Luke 8:5, 11-12 “A farmer went out to sow his seed. As he was scattering the seed, some fell along the path; it was trampled on, and the birds of the air ate it up… The seed is the word of God. Those along the path are the ones who hear, and then the devil comes and takes away the word from their hearts, so that they may not believe and be saved.”

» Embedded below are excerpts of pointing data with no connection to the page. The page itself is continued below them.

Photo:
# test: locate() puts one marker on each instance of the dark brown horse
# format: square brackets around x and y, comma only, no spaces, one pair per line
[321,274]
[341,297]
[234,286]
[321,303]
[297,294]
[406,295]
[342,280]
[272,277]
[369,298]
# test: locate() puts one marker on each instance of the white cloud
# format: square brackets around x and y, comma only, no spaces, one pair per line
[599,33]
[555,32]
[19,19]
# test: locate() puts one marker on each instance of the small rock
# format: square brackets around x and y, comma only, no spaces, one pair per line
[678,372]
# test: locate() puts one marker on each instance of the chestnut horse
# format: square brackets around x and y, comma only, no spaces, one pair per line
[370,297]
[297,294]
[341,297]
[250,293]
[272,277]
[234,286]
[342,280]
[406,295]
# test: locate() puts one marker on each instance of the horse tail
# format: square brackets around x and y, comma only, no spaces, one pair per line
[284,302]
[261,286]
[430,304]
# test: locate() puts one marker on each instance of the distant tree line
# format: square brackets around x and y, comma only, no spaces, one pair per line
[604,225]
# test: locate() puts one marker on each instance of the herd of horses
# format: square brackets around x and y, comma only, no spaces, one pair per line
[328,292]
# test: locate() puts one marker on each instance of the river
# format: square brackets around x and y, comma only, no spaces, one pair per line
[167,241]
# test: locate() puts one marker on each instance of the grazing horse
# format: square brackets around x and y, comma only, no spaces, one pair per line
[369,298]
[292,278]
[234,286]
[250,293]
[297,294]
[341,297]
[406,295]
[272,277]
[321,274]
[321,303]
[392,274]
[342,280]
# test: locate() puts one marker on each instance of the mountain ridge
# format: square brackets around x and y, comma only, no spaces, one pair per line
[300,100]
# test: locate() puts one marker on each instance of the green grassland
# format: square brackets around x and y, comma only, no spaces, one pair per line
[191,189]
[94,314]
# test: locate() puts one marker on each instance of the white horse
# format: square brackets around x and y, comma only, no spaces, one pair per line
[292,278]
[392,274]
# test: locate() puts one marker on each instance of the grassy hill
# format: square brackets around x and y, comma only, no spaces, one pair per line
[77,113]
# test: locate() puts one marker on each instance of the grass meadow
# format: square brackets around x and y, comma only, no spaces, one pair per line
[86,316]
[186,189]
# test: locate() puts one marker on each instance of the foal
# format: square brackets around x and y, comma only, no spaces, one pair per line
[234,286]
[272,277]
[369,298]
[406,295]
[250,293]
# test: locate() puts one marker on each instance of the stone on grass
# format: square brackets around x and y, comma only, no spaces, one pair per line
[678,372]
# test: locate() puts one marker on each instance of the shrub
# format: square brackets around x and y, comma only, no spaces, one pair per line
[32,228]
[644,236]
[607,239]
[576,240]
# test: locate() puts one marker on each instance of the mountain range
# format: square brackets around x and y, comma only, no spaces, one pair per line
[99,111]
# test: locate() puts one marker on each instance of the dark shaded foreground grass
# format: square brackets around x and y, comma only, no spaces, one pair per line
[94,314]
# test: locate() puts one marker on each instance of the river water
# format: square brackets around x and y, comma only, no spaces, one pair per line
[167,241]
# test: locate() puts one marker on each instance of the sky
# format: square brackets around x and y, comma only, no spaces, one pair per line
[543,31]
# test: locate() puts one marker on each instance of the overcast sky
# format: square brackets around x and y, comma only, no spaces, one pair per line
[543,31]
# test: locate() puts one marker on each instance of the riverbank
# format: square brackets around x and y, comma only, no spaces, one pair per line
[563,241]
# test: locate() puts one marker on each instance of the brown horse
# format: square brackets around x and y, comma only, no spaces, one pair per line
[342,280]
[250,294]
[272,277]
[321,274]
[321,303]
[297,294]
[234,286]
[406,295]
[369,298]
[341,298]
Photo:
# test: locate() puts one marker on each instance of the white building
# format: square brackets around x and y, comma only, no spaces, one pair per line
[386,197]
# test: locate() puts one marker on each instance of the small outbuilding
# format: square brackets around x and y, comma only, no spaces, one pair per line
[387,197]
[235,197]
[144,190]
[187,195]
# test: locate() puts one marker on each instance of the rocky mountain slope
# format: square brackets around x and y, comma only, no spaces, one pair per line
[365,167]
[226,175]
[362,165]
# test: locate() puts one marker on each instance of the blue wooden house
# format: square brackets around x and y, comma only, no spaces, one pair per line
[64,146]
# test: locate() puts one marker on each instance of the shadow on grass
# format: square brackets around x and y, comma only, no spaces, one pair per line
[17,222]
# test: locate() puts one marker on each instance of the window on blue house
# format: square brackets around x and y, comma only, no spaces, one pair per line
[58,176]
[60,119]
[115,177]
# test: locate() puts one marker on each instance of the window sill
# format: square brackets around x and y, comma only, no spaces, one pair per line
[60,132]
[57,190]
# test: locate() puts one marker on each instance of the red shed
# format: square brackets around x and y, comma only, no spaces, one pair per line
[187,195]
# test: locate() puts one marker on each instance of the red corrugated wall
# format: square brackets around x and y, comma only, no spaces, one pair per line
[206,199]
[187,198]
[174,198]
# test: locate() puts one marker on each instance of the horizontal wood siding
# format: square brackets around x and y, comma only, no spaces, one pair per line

During archaeological excavations of Herod the Great’s palace on Masada in the mid-1960’s, a cache of Judean date palm seeds was discovered. The Judean date palm tree became extinct 800 years ago. For forty years this cache of seeds was stored at an Israeli university. In 2005 three of the seeds were planted, and one of them has grown into a tree that has been nicknamed “Methuselah.” The hope is that this tree can be crossbred with its nearest contemporary relative to produce fruit. After 2000 years this dry, hard, apparently lifeless piece of plant material has produced new life.

Seeds are little miracles of creation. Something that looks so simple, just a little ball of ordinary material to the naked eye, possesses the power to transform itself into a living thing thousands of times its size, complex in shape, and beauty, and function.

Seeds make a fitting picture for the word of God in Jesus’ parable. Something that looks ordinary and small–just some words, a simple message–has the power transform itself into a new heart, a changed man, a life that never ends.

But sometimes the seed does not get a chance to produce the new life God seeks. The first time the devil appears in the Bible, the first words out of his mouth are, “Did God really say…?” Since that time attacking God’s word has been central to his business. It’s no surprise, then, when Jesus explains the first part of his parable this way: “Those along the path are the ones who hear, and then the devil comes and takes away the word from their hearts, so that they may not believe and be saved.”

Note that Jesus does not say the devil prevented these people from ever hearing the word of God. That is part of his business, too. He has many different strategies to keep God’s word out of human ears: oppressive governments that criminalize Christian mission work; lazy parents who won’t take their children to church; cultural forces that turn Sunday morning more and more into “me” time–you know, time to sleep in, golf, fish, or watch TV; jobs and sports that invade Sunday mornings and every other spare moment of time. The word of God terrifies Satan because of its power. He feels safest when he can keep a person from hearing or reading it altogether.

But when that fails, plan B is to attack God’s word inside the human heart. That’s where Jesus picks things up in his parable. The devil has ways of hardening the heart and snatching the word away before it can do any “damage.” He makes the word sound unreasonable. I mean, miracles and magic are fine for fairy tales. Prince Charming can kiss the princess and bring her back to life. But the dead leaving their graves and rejoining the living? Maybe in a horror flick. Grown-ups don’t put stock in that kind of thing, do they?

Or, he pits the word against our personal experience. “Honor your father and mother.” Yeah right. Maybe in some 1950’s Leave-It-to-Beaver family. Dad was a workaholic, and mom was an alcoholic, and neither cared about anyone but themselves. “He will command his angels concerning you to keep you in all your ways; they will lift you up in their hands, so that you will not strike your foot against a stone.” So where were they when the car accident left me with chronic back pain, or robbed me of 80 percent use of my right hand?

By stirring up false human reasoning, flattering shallow human goodness, appealing to selfish ideas about “fairness,” the devil hardens human hearts and snatches God’s word away. He goes over the heart like a steam roller, making it hard to the idea that I am a sinner who needs God’s grace; or that there is such a thing as God; or that God is loving, forgiving, good, and kind. In this way the greatest gift ever given, Jesus’ selfless sacrifice on the cross, sits like seed on a concrete slab. It might be heard, but it won’t be considered or believed. Satan has effectively snatched the seed away.            

Thank God that his Spirit has ploughed and worked our hearts so that his word could find its way in, and his grace now stirs new life within our souls.